Vu les procédures suivantes :
La société d'encouragement à l'élevage du trotteur français (SETF) a demandé au juge des référés du tribunal administratif de Paris, statuant sur le fondement des dispositions de l'article L. 521-3 du code de justice administrative, d'enjoindre à la société Gold Leiw SA et à M. B... A... de lui verser la somme de 330 129,90 euros, correspondant au montant des allocations et primes restant dues en exécution de la disqualification de chevaux.
Par une ordonnance n° 2320112 du 9 octobre 2023, le juge des référés du tribunal administratif de Paris a enjoint à M. A... et à la société Gold Leiw SA de verser solidairement à la SETF la somme demandée, dans un délai de huit jours à compter de la notification de sa décision, sous astreinte de 100 euros par jour de retard.
1° Sous le n° 490494, par un pourvoi sommaire, un mémoire complémentaire et un mémoire en réplique, enregistrés les 26 décembre 2023 et 10 janvier et 30 avril 2024 au secrétariat du contentieux du Conseil d'Etat, M. A... et la société Gold Leiw SA demandent au Conseil d'Etat :
1°) d'annuler cette ordonnance ;
2°) de mettre à la charge de la SETF la somme de 3 500 euros au titre de l'article L. 761-1 du code de justice administrative.

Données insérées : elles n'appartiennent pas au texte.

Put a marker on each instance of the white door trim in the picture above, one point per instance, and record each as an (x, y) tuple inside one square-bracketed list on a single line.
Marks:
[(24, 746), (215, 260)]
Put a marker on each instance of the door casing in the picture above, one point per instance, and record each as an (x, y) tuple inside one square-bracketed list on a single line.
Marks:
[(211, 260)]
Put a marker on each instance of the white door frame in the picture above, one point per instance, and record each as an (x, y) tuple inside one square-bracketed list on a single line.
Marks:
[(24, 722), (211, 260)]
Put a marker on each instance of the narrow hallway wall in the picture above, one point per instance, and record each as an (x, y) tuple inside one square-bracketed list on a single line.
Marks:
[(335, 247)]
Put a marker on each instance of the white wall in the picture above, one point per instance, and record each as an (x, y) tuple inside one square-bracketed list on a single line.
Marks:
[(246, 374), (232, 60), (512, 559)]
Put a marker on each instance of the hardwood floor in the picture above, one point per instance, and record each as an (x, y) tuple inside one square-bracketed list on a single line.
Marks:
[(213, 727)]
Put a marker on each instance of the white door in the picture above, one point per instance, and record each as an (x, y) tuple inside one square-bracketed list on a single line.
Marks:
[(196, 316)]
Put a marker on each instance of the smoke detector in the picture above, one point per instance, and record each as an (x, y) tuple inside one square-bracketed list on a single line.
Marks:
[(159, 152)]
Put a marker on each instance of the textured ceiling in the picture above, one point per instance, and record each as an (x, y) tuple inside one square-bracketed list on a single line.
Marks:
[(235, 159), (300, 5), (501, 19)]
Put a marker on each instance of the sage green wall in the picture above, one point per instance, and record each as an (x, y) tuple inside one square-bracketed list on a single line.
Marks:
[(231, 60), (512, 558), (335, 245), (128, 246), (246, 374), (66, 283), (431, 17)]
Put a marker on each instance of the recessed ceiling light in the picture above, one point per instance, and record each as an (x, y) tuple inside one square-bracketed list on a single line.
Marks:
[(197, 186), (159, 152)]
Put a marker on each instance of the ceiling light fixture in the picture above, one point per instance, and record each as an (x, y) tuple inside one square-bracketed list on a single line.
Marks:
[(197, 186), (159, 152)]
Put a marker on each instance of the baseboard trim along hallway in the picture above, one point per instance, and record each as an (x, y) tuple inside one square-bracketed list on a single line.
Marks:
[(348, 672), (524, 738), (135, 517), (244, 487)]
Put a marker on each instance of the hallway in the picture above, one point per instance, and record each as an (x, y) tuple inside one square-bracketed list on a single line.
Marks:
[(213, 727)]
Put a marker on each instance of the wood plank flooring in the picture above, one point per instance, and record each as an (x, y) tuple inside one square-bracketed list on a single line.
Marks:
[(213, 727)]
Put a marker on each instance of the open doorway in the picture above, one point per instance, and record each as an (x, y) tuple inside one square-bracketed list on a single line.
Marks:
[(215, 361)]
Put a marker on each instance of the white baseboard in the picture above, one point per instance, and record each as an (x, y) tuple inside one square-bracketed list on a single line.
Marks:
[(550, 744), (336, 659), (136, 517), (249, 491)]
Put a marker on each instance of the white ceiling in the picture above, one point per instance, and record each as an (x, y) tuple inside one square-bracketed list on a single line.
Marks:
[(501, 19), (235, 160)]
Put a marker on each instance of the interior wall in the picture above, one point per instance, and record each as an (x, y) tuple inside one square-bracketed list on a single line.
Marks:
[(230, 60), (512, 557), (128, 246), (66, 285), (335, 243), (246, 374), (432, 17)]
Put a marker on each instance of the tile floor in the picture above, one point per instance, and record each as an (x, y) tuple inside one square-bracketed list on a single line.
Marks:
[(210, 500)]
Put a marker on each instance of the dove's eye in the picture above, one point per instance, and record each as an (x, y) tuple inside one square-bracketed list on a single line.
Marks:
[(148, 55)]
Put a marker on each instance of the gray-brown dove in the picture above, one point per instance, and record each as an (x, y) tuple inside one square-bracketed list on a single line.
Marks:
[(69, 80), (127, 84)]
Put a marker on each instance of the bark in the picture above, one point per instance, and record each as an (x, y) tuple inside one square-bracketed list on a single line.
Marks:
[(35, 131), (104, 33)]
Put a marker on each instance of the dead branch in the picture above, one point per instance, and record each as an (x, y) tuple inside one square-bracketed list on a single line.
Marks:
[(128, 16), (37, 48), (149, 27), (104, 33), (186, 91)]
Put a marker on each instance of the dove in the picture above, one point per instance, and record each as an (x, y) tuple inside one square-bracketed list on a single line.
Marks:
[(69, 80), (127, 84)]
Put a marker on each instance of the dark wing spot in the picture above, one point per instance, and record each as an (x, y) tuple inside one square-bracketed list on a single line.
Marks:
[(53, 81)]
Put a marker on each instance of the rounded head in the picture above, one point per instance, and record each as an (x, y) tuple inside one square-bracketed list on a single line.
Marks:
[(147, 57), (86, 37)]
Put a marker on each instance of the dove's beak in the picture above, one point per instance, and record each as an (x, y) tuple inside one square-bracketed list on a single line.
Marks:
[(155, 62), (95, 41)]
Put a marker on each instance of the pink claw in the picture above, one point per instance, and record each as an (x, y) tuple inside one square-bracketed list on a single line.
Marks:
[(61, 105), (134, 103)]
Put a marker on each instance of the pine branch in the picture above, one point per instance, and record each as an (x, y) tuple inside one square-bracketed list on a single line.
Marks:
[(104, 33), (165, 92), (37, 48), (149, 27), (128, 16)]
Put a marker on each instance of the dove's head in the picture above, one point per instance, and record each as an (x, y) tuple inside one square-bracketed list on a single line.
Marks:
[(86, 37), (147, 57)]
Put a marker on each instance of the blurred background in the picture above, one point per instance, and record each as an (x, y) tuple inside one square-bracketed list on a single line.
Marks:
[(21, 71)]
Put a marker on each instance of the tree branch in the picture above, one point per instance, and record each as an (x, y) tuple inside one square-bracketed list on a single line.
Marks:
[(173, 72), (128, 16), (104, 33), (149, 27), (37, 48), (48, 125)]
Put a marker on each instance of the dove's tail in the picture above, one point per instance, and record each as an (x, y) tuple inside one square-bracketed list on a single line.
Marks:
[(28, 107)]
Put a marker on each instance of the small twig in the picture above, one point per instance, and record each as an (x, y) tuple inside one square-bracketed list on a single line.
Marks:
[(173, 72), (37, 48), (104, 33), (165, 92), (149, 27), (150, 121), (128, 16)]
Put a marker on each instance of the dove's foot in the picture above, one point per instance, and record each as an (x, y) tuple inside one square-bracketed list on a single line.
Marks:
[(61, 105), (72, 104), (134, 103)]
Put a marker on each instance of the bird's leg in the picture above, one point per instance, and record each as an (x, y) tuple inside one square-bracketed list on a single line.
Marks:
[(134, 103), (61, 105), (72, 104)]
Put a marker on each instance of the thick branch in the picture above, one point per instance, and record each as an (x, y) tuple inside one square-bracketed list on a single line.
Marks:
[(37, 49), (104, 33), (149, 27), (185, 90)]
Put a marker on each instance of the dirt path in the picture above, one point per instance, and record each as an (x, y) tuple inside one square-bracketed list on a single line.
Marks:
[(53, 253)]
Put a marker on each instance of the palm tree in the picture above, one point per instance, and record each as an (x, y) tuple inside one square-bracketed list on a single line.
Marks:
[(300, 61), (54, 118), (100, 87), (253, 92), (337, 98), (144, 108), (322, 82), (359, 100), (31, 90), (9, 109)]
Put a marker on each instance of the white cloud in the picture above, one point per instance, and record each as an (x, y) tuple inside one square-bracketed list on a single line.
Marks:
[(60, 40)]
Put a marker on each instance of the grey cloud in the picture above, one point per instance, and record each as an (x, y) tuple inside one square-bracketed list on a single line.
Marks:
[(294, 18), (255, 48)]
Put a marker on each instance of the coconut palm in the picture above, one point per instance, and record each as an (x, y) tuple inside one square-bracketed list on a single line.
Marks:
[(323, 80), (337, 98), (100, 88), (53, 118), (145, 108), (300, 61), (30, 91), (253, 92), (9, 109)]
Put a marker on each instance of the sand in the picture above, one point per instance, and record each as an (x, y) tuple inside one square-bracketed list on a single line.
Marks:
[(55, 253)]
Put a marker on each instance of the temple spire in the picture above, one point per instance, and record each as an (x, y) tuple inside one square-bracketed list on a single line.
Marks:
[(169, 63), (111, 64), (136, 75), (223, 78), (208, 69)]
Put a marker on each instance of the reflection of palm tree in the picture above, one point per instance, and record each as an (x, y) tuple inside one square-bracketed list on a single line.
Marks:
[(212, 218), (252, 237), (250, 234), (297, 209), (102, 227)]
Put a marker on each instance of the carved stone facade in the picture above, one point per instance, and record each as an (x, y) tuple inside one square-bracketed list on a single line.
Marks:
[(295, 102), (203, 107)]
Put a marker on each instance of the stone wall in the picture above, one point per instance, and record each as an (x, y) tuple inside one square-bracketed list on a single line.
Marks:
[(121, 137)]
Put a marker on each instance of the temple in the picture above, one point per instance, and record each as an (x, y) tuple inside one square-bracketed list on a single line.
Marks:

2° Sous le n° 491154, par une requête enregistrée le 24 janvier 2024, M. A... et la société Gold Leiw SA demandent au Conseil d'Etat d'ordonner, en application des dispositions de l'article R. 821-5 du code de justice administrative, qu'il soit sursis à l'exécution de l'ordonnance du 9 octobre 2023 du juge des référés du tribunal administratif de Paris.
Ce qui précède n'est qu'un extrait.